After that, you have the steep, sharp, switchback curves on the way down to the bottom. I stopped to let a couple of motorbikes past, and then a couple of cyclists (and wound down the window to wish them well; heading up near-20% gradients on a bicycle is something I wouldn’t even contemplate…). The only problem this time was a white pick-up truck full of young-ish guys going too fast uphill. Clearly they expected others to get out of their way. I ended up reversing uphill to let them past, since the driver clearly wasn’t going to reverse back to the nearer passing place. Some people just get by with the good manners of others. The roads themselves aren’t a problem – but other drivers might be.
Our last stop was Loch Carron. We intended to stay the night at the Lochcarron Hotel, but after managing to avoid being bitten by midges (Avon Skin So Soft is vital up here!), we were attacked by bedbugs instead. No wonder: the decor and carpets don’t appear to have changed since the early 1980s, and it’s a good bet you can say the same for the mattresses too (which make the same sort of noise as sinking battleships). I think they’ve been running the hotel the same way since 1980, but without the realisation that the British hospitality industry has moved on quite a bit since then. It’s a shame they hadn’t kept their prices at a 1980 level, but we considered it an expensive lesson in being extremely picky about where we stay in the future.

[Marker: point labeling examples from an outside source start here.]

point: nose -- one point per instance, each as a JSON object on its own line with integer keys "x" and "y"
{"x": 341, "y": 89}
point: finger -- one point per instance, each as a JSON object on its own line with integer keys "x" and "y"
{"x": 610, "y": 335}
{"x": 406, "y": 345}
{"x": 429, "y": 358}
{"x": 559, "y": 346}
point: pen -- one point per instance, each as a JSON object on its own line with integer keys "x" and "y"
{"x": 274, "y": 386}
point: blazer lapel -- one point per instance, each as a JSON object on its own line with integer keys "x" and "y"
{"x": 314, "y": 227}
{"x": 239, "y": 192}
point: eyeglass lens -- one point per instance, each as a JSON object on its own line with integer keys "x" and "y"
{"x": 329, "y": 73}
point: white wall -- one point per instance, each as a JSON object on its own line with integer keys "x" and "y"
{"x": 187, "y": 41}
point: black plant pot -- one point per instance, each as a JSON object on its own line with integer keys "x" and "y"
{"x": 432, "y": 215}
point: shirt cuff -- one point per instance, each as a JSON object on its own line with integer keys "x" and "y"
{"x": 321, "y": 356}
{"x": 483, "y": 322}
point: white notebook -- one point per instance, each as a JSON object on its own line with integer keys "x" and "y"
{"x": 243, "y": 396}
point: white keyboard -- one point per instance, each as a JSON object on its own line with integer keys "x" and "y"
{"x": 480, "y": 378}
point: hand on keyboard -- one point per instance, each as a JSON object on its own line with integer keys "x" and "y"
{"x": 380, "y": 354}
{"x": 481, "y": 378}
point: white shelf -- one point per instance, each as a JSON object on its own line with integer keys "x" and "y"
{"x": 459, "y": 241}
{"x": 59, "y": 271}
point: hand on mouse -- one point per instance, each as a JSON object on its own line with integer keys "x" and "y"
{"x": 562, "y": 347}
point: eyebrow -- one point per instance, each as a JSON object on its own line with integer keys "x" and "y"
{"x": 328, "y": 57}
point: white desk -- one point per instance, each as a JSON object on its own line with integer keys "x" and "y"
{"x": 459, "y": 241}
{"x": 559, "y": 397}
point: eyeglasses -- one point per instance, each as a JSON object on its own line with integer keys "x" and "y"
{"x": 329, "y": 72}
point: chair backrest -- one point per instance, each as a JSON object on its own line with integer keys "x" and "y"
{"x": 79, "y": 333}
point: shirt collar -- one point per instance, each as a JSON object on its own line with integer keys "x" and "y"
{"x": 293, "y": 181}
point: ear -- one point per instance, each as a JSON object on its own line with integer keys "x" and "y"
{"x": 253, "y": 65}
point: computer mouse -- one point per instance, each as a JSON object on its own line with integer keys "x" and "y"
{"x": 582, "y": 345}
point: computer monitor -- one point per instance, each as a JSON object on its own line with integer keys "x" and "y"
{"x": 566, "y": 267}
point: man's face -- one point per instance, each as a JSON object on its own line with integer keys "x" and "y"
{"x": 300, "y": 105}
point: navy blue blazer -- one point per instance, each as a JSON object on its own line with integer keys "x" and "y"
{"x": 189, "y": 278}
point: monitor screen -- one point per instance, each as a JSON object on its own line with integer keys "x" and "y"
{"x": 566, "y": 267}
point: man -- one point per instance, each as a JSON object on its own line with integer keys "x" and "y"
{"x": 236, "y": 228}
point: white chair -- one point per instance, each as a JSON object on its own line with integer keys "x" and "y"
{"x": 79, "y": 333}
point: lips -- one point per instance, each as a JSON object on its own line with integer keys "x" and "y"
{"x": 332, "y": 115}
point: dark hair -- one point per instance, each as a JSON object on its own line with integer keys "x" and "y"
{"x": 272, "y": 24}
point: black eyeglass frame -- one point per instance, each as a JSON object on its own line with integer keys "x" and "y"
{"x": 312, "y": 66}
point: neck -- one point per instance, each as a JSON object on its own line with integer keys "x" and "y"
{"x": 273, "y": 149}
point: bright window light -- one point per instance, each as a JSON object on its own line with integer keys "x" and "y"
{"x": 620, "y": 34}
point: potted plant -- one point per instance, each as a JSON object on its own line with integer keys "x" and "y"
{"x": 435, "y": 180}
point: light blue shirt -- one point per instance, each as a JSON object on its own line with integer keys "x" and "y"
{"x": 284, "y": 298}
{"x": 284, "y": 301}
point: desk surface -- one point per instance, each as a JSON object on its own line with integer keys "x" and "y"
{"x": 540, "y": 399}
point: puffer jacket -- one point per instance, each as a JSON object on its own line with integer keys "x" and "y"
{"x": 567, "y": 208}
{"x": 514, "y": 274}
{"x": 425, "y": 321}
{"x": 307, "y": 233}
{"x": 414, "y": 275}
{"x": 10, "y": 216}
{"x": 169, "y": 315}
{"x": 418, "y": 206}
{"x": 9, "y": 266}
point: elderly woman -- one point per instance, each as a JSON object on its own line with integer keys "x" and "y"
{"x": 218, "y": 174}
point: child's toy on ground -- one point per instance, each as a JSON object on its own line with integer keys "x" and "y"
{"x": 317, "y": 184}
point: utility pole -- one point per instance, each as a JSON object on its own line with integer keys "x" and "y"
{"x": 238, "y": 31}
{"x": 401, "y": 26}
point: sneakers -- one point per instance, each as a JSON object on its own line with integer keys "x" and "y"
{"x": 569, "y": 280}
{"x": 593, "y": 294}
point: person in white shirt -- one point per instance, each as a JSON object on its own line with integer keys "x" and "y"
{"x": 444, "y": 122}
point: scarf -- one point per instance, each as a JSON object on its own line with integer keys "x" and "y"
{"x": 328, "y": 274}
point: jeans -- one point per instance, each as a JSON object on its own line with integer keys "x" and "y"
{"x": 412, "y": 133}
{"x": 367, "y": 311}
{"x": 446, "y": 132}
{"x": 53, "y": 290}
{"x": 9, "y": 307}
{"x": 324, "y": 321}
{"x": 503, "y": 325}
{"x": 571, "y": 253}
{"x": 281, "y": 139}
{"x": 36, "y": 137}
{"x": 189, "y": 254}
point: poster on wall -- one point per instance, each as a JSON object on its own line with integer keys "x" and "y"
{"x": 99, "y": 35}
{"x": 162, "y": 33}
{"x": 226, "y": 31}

I managed two hours sleep until midnight, but after that noises of the pub below us, and possibly the cleaning up afterwards (at least, that’s what I hope all the banging and thumping was) kept me awake and fully aware of whatever things were crawling over my skin. After a discussion of the pros and cons of driving at night on unmarked single-track roads, we got up at 1.30am and were on our way within 20 minutes.

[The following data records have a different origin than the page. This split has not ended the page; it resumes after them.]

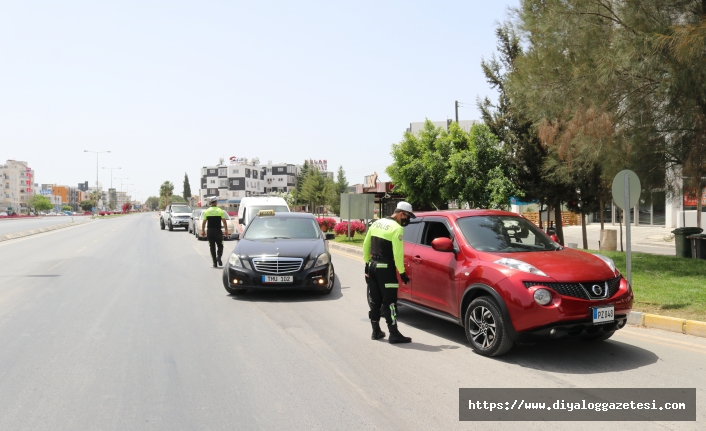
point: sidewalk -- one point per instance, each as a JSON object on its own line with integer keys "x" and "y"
{"x": 645, "y": 239}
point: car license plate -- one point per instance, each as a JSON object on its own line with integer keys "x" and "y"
{"x": 277, "y": 279}
{"x": 603, "y": 314}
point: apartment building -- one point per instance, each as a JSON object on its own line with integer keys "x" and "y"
{"x": 16, "y": 181}
{"x": 233, "y": 182}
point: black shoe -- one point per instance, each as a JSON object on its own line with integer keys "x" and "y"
{"x": 377, "y": 332}
{"x": 396, "y": 337}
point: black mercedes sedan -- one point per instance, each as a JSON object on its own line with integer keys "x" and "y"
{"x": 280, "y": 251}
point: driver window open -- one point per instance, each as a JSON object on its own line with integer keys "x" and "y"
{"x": 434, "y": 230}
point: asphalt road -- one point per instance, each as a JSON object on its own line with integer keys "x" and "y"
{"x": 117, "y": 325}
{"x": 8, "y": 226}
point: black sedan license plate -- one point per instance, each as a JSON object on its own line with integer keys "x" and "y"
{"x": 277, "y": 279}
{"x": 603, "y": 314}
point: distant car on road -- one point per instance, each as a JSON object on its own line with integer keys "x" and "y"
{"x": 197, "y": 227}
{"x": 194, "y": 216}
{"x": 283, "y": 251}
{"x": 505, "y": 281}
{"x": 175, "y": 215}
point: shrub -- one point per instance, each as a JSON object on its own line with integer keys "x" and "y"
{"x": 326, "y": 223}
{"x": 356, "y": 227}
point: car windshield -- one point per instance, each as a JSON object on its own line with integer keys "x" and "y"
{"x": 282, "y": 228}
{"x": 252, "y": 211}
{"x": 505, "y": 234}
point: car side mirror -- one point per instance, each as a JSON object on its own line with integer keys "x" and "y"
{"x": 442, "y": 244}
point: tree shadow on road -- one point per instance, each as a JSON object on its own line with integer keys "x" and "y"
{"x": 569, "y": 356}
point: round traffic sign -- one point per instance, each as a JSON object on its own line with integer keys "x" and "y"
{"x": 619, "y": 188}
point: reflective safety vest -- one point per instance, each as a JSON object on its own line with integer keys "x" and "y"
{"x": 385, "y": 238}
{"x": 213, "y": 216}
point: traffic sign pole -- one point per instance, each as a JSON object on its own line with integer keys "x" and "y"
{"x": 628, "y": 256}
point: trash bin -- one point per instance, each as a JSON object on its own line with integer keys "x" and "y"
{"x": 698, "y": 246}
{"x": 683, "y": 247}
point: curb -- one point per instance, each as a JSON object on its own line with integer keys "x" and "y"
{"x": 17, "y": 235}
{"x": 673, "y": 324}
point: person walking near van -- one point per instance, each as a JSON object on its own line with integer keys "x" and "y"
{"x": 214, "y": 217}
{"x": 383, "y": 253}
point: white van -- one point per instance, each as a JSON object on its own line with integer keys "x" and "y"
{"x": 250, "y": 206}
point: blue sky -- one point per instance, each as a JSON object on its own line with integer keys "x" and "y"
{"x": 171, "y": 86}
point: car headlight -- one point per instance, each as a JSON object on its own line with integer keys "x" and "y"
{"x": 607, "y": 260}
{"x": 234, "y": 260}
{"x": 542, "y": 296}
{"x": 520, "y": 266}
{"x": 322, "y": 260}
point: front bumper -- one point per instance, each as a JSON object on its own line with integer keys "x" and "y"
{"x": 303, "y": 279}
{"x": 564, "y": 313}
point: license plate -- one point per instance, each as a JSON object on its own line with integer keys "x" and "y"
{"x": 277, "y": 279}
{"x": 603, "y": 314}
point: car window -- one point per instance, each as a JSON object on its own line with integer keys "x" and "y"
{"x": 505, "y": 234}
{"x": 183, "y": 209}
{"x": 411, "y": 232}
{"x": 252, "y": 211}
{"x": 434, "y": 230}
{"x": 282, "y": 228}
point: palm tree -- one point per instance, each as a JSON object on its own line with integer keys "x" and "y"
{"x": 166, "y": 190}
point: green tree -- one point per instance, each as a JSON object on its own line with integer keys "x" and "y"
{"x": 301, "y": 176}
{"x": 86, "y": 205}
{"x": 166, "y": 190}
{"x": 152, "y": 202}
{"x": 315, "y": 189}
{"x": 187, "y": 187}
{"x": 40, "y": 203}
{"x": 420, "y": 163}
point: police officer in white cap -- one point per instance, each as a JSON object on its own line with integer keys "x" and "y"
{"x": 383, "y": 252}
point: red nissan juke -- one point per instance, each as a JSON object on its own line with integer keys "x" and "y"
{"x": 505, "y": 281}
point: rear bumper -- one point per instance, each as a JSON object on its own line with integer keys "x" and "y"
{"x": 570, "y": 329}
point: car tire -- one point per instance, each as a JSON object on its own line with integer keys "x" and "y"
{"x": 601, "y": 336}
{"x": 486, "y": 328}
{"x": 331, "y": 282}
{"x": 232, "y": 291}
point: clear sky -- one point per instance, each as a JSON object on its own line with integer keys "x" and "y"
{"x": 171, "y": 86}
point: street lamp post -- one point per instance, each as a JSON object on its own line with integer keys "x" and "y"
{"x": 97, "y": 152}
{"x": 111, "y": 175}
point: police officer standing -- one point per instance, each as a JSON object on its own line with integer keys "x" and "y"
{"x": 383, "y": 252}
{"x": 214, "y": 216}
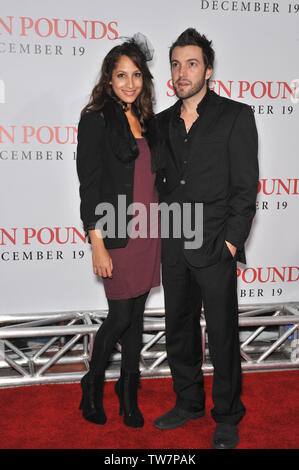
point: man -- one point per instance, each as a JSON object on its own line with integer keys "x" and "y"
{"x": 211, "y": 159}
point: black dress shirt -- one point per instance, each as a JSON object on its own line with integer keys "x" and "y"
{"x": 183, "y": 138}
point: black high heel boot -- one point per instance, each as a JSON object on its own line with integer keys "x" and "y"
{"x": 92, "y": 399}
{"x": 126, "y": 390}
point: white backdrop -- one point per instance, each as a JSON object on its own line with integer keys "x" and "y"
{"x": 50, "y": 57}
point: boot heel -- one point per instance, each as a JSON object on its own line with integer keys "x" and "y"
{"x": 117, "y": 391}
{"x": 81, "y": 404}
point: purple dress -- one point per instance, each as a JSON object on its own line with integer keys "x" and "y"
{"x": 136, "y": 267}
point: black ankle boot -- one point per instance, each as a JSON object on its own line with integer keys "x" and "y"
{"x": 126, "y": 390}
{"x": 92, "y": 399}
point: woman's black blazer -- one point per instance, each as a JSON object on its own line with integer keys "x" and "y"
{"x": 106, "y": 154}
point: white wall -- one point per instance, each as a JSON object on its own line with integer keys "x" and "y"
{"x": 45, "y": 80}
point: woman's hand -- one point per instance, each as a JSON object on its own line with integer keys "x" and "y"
{"x": 101, "y": 260}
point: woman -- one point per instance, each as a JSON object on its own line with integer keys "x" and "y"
{"x": 118, "y": 154}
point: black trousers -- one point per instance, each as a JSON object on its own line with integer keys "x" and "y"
{"x": 186, "y": 288}
{"x": 124, "y": 324}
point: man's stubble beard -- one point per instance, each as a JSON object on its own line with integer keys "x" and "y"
{"x": 196, "y": 89}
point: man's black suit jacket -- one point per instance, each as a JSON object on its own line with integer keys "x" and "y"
{"x": 222, "y": 173}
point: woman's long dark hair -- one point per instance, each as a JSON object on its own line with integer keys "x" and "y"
{"x": 102, "y": 92}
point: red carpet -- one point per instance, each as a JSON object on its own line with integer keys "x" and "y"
{"x": 47, "y": 417}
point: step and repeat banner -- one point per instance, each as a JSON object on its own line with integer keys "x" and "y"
{"x": 50, "y": 58}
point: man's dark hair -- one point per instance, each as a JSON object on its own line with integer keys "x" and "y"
{"x": 191, "y": 37}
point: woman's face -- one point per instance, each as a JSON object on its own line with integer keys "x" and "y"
{"x": 126, "y": 80}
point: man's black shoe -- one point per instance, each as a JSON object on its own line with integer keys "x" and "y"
{"x": 226, "y": 436}
{"x": 176, "y": 417}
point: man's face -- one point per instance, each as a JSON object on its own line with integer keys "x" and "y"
{"x": 188, "y": 71}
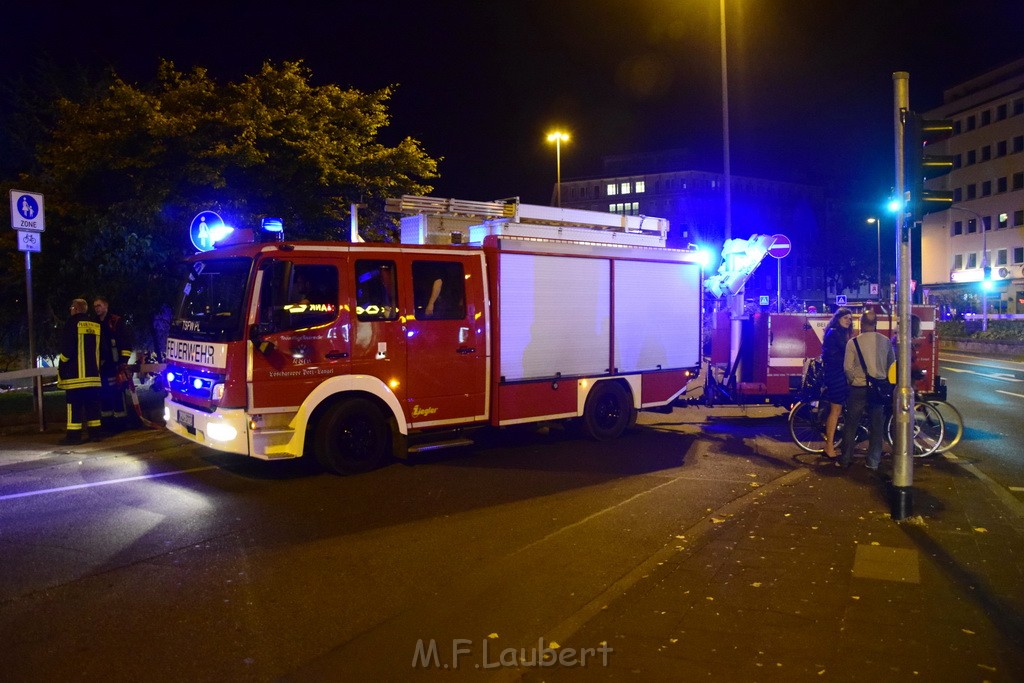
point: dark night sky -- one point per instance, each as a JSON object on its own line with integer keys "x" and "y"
{"x": 480, "y": 83}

We got back to Edinburgh before breakfast time. Despite the final night, we were immensely happy to have travelled the North Coast 500. It’s an amazing route with spectacular sights whatever the weather. It’s only been around a year or so. How will it look in the future? Will the tourist industry outgrow the infrastructure and clog it up (in a manner similar to the Lake District, perhaps)? Or will it remain remote, and only for the keenest visitors – after all, it is the remotest and least-populated corner of Britain. Time will tell.
But as an experience – if you have the wherewithal to do it, then do it!